The Association transformation generates an AssociationID value for each row in a group of associated records and writes the ID values to an output port.
The Consolidation transformation reads the output from the Association transformation. Use a Consolidation transformation to create a master record based on records with common association ID values.
The Association transformation accepts string and numerical data values on input ports. If you add an input port of another data type, the transformation converts the port data values to strings.
The AssociationID output port writes integer data. The transformation can write string data on an AssociationID port if the transformation was configured in an earlier version of Informatica Data Quality.

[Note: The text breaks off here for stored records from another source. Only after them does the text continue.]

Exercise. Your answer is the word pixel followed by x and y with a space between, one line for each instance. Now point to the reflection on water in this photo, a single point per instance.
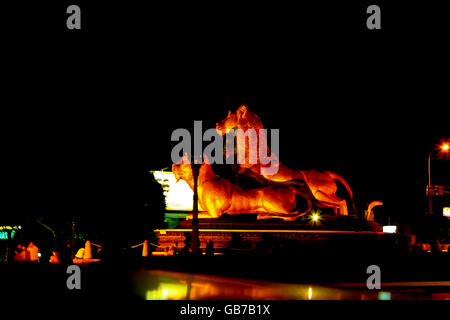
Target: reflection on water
pixel 168 285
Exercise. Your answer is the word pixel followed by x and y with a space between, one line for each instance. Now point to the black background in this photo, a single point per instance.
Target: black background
pixel 85 111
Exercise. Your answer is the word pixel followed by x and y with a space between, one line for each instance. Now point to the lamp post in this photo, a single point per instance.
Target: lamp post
pixel 195 241
pixel 444 148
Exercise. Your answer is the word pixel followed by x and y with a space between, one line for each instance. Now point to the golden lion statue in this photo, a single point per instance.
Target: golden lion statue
pixel 321 184
pixel 218 196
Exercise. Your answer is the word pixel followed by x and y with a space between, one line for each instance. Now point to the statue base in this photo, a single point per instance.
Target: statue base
pixel 252 236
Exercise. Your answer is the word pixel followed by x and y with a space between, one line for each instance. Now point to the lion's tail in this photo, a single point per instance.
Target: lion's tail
pixel 347 187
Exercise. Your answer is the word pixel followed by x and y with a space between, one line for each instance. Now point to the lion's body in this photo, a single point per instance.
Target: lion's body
pixel 322 184
pixel 218 196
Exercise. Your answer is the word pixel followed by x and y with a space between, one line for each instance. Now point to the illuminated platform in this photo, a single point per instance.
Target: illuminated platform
pixel 245 237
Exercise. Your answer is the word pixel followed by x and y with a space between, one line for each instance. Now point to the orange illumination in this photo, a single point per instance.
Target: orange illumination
pixel 446 212
pixel 444 147
pixel 322 186
pixel 218 196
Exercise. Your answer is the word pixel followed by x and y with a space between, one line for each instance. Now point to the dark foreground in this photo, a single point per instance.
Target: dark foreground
pixel 339 276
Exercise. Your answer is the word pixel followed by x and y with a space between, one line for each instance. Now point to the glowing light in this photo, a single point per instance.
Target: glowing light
pixel 315 216
pixel 390 229
pixel 178 194
pixel 444 147
pixel 384 296
pixel 167 291
pixel 446 212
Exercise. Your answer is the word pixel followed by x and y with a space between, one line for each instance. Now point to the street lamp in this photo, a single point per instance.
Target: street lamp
pixel 195 241
pixel 443 147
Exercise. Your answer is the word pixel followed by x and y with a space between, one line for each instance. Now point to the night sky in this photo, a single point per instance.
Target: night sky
pixel 89 112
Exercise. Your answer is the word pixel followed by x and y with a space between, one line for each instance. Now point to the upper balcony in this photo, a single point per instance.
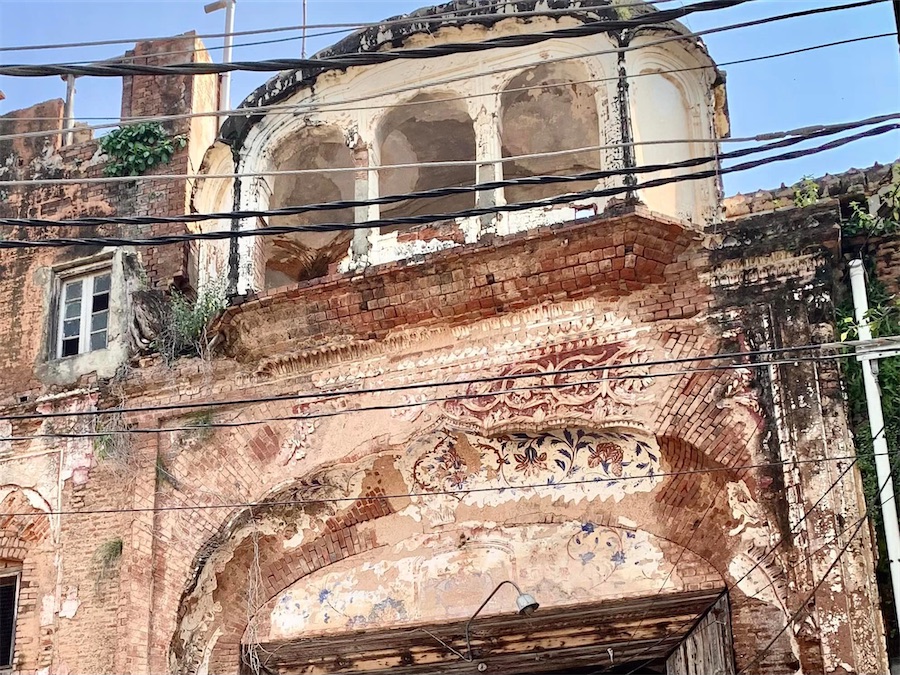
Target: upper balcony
pixel 560 107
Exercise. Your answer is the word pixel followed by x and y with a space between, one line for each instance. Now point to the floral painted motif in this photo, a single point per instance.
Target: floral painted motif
pixel 431 577
pixel 578 387
pixel 621 461
pixel 607 455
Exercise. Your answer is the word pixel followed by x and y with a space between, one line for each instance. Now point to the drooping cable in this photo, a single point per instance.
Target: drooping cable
pixel 422 495
pixel 432 384
pixel 62 242
pixel 406 405
pixel 344 106
pixel 341 61
pixel 291 108
pixel 399 21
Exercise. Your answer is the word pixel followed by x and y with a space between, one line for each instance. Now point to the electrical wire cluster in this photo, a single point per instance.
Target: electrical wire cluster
pixel 758 359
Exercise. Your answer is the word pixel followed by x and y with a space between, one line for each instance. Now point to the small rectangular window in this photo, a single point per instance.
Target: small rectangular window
pixel 9 592
pixel 84 315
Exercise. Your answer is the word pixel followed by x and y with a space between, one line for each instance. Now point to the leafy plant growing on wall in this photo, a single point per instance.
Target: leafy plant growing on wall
pixel 873 225
pixel 884 318
pixel 107 557
pixel 806 192
pixel 137 148
pixel 184 329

Example: Associating Match Transformation Outputs
The following table contains three records that could identify the same individual:
ID | Name | Address | City | State | ZIP | SSN |
---|
1 | David Jones | 100 Admiral Ave. | New York | NY | 10547 | 987-65-4321 |
2 | Dennis Jones | 1000 Alberta Ave. | New Jersey | NY | - | 987-65-4321 |
3 | D. Jones | Admiral Ave. | New York | NY | 10547-1521 | - |
A duplicate analysis operation defined in a Match transformation does not identify all three records as duplicates of each other, for the following reasons:
- •If you define a duplicate search on name and address data, records 1 and 3 are identified as duplicates but record 2 is omitted.
- •If you define a duplicate search on name and Social Security number data, records 1 and 2 are identified as duplicates but record 3 is omitted.
- •If you define a duplicate search on all three attributes (name, address, and Social Security number), the Match transformation may identify none of the records as matches.
The Association transformation links data from different match clusters, so that records that share a cluster ID are given a common AssociationID value. In this example, all three records are given the same AssociationID, as shown in the following table:
ID | Name | Address | City | State | Zip | SSN | Name and Address Cluster ID | Name and SSN Cluster ID | Association ID |
---|
1 | David Jones | 100 Admiral Ave. | New York | NY | 10547 | 987-65-4320 | 1 | 1 | 1 |
2 | Dennis Jones | 1000 Alberta Ave. | New Jersey | NY | - | 987-65-4320 | 2 | 1 | 1 |
3 | D. Jones | Alberta Ave. | New York | NY | 10547-1521 | - | 1 | 2 | 1 |
You can consolidate the duplicate record data in the Consolidation transformation.